Semenya’nın başına gelenlere baksanıza; yeterince güzel ve kadınsı bulunmayan bir atlete cinsiyet testi dayatılıyor. Semenya, bir kadın dergisine çırılçıplak soyunsa hepimiz rahatlayacağız. “Oh be kadınmış” diyip dergiyle beraber lavabonun yolunu tutarken acaba 1986’da benzer bir durumda biyolojik olarak tamamen kadın olmasına rağmen erkek kromozomlarına(XY) sahip olduğu anlaşılan İspanyol atlet Maria Jose Martinez-Patino’yu hatırlayacak mıyız?
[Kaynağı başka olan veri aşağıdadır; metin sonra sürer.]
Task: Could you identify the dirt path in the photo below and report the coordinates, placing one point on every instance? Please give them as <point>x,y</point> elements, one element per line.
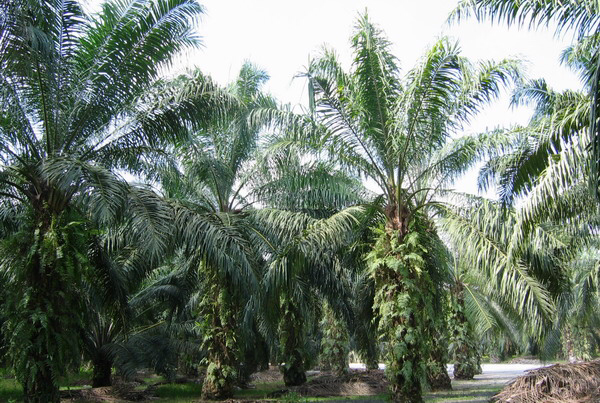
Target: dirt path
<point>479,390</point>
<point>484,386</point>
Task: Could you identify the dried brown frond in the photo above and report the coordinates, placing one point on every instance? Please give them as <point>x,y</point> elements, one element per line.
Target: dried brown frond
<point>560,383</point>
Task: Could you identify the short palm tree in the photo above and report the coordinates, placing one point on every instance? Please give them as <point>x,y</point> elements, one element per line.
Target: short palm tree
<point>393,131</point>
<point>81,100</point>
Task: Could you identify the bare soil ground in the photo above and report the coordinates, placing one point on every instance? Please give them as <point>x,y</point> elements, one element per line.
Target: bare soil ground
<point>368,386</point>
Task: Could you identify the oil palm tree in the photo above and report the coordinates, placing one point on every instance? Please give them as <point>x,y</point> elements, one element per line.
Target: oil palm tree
<point>393,130</point>
<point>580,16</point>
<point>214,180</point>
<point>81,99</point>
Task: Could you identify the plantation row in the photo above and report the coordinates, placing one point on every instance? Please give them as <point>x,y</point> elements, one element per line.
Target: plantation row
<point>245,235</point>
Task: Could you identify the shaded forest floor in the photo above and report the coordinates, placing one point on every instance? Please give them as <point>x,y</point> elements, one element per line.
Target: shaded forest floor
<point>267,386</point>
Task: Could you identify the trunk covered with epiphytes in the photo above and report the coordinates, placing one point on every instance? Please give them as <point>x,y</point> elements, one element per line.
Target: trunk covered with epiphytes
<point>464,349</point>
<point>43,320</point>
<point>335,344</point>
<point>403,304</point>
<point>292,340</point>
<point>219,340</point>
<point>437,374</point>
<point>101,375</point>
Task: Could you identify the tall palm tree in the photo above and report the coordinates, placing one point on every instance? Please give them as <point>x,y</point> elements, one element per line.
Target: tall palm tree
<point>213,181</point>
<point>580,16</point>
<point>81,100</point>
<point>393,131</point>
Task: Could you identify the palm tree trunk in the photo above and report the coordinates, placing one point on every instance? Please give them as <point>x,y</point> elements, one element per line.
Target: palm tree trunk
<point>291,337</point>
<point>466,356</point>
<point>42,319</point>
<point>40,388</point>
<point>334,346</point>
<point>220,342</point>
<point>403,305</point>
<point>437,374</point>
<point>101,375</point>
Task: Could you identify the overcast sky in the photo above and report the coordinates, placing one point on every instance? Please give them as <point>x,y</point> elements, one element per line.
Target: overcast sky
<point>280,36</point>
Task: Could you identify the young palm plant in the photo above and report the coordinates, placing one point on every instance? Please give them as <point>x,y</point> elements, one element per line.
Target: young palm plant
<point>81,99</point>
<point>393,131</point>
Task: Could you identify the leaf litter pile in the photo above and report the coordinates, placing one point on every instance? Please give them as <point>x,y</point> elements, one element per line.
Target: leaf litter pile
<point>564,383</point>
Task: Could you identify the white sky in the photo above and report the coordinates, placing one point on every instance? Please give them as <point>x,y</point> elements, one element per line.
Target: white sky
<point>280,36</point>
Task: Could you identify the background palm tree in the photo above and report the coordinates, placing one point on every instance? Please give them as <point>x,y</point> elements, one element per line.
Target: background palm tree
<point>81,98</point>
<point>580,16</point>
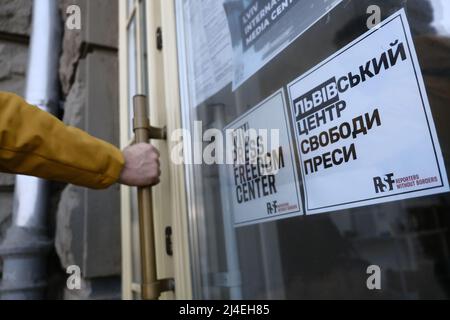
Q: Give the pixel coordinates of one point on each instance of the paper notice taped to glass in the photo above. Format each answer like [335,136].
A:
[208,48]
[363,124]
[262,184]
[261,29]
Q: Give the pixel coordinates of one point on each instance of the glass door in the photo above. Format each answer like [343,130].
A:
[358,208]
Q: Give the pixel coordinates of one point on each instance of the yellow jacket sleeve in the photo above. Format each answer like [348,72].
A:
[33,142]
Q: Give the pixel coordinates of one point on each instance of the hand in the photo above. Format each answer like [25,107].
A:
[141,167]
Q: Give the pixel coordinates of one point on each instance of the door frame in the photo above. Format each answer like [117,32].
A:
[170,202]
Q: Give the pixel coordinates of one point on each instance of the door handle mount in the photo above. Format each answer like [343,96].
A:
[151,286]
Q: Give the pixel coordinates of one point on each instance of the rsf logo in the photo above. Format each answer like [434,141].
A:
[384,184]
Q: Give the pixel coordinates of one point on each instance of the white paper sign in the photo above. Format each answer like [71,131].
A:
[208,48]
[363,125]
[261,29]
[253,194]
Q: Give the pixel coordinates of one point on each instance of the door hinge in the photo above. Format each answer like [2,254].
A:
[169,246]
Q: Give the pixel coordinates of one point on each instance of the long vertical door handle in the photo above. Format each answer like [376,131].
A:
[151,287]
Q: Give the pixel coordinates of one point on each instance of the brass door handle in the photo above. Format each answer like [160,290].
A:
[151,287]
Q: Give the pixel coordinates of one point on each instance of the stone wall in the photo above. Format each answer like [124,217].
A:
[88,221]
[15,21]
[86,225]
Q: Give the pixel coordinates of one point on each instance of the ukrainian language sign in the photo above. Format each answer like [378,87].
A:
[363,125]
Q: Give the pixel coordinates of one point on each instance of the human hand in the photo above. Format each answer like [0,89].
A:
[142,167]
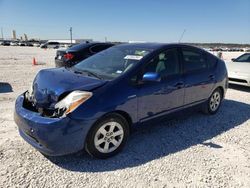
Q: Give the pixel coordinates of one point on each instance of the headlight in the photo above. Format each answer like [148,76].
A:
[69,103]
[29,93]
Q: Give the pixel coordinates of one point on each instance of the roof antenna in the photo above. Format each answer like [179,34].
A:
[182,35]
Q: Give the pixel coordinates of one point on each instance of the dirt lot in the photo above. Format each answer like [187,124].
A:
[194,150]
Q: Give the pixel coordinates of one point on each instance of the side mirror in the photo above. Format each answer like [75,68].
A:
[151,77]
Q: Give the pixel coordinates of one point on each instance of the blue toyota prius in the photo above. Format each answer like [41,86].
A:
[94,104]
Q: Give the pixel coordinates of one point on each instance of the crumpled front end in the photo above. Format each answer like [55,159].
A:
[51,136]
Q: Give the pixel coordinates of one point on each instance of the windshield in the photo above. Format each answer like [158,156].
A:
[243,58]
[112,62]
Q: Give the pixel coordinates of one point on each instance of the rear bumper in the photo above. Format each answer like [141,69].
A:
[51,136]
[239,79]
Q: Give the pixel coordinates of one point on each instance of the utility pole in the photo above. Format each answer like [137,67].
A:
[2,32]
[70,30]
[182,35]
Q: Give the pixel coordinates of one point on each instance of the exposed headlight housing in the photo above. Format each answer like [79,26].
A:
[29,93]
[74,99]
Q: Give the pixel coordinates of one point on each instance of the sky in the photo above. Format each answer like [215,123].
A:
[225,21]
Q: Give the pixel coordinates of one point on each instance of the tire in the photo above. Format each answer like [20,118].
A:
[107,137]
[214,102]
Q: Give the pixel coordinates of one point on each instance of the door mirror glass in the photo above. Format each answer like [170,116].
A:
[151,77]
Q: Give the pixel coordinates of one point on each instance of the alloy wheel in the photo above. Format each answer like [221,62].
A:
[109,137]
[215,101]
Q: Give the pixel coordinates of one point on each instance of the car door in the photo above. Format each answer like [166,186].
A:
[157,98]
[198,78]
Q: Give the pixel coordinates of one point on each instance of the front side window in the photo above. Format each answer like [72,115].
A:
[112,62]
[193,60]
[243,58]
[165,63]
[98,48]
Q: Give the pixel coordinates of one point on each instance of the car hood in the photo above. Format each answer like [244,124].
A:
[50,84]
[239,67]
Hayatı boyunca bir kadın olarak yaşayan, sevişen, koşan, aşık olan İspanyol sporcuya bilim, kadın olmadığını söylediğinde bu saçma karar ona kendi deyişiyle “arkadaşlarına, nişanlısına ve sporcu lisansına” mal olmuştu.

Semenya’ya dayatılan cinsiyet testi faşistçedir. Cinsiyetçidir, ayrımcıdır ve iğrençtir. Kadın olarak yaşayan, kadın kimliği taşıyan bir insanın ve her şeyden önce “Caster, benim kızım, onu ben doğurdum” diyen bir annenin tüm duyguları, samimiyeti ve özgürlüğü hiçe sayılarak Semenya’nın kişilik haklarına ve yaşam alanına tecavüz edilmektedir. Düşünün bir kere, diyelim ki bu test sonucu Semenya’nın hermafrodit olduğu anlaşıldı ya da kromozomları XX değil de XY çıktı. Genç sporcu, sahtekâr bir dopingliymişçesine muamele görecek, madalyası ve profesyonel olarak spor yapma hakkı elinden alınacak ve 18 yıllık yaşamının tüm emekleri gasp edilecektir.

Yere batsın biliminiz de, kromozomlarınız da, testleriniz de. Dünya Atletizm Federasyonu bir kez daha kanıtlamaktadır ki erkek egemen kapitalist toplumda spor, kadınlara ve eşcinsellere karşı kullanılan bir baskı örgütüdür. Semenya’nın arkasındayız ve son olarak “Altın kız erkek mi kadın mı? Fotoğraflarına bakın siz karar verin” diyen iğrenç Hürriyet gazeteciliğine de buradan en derin lanetlerimi kusuyorum.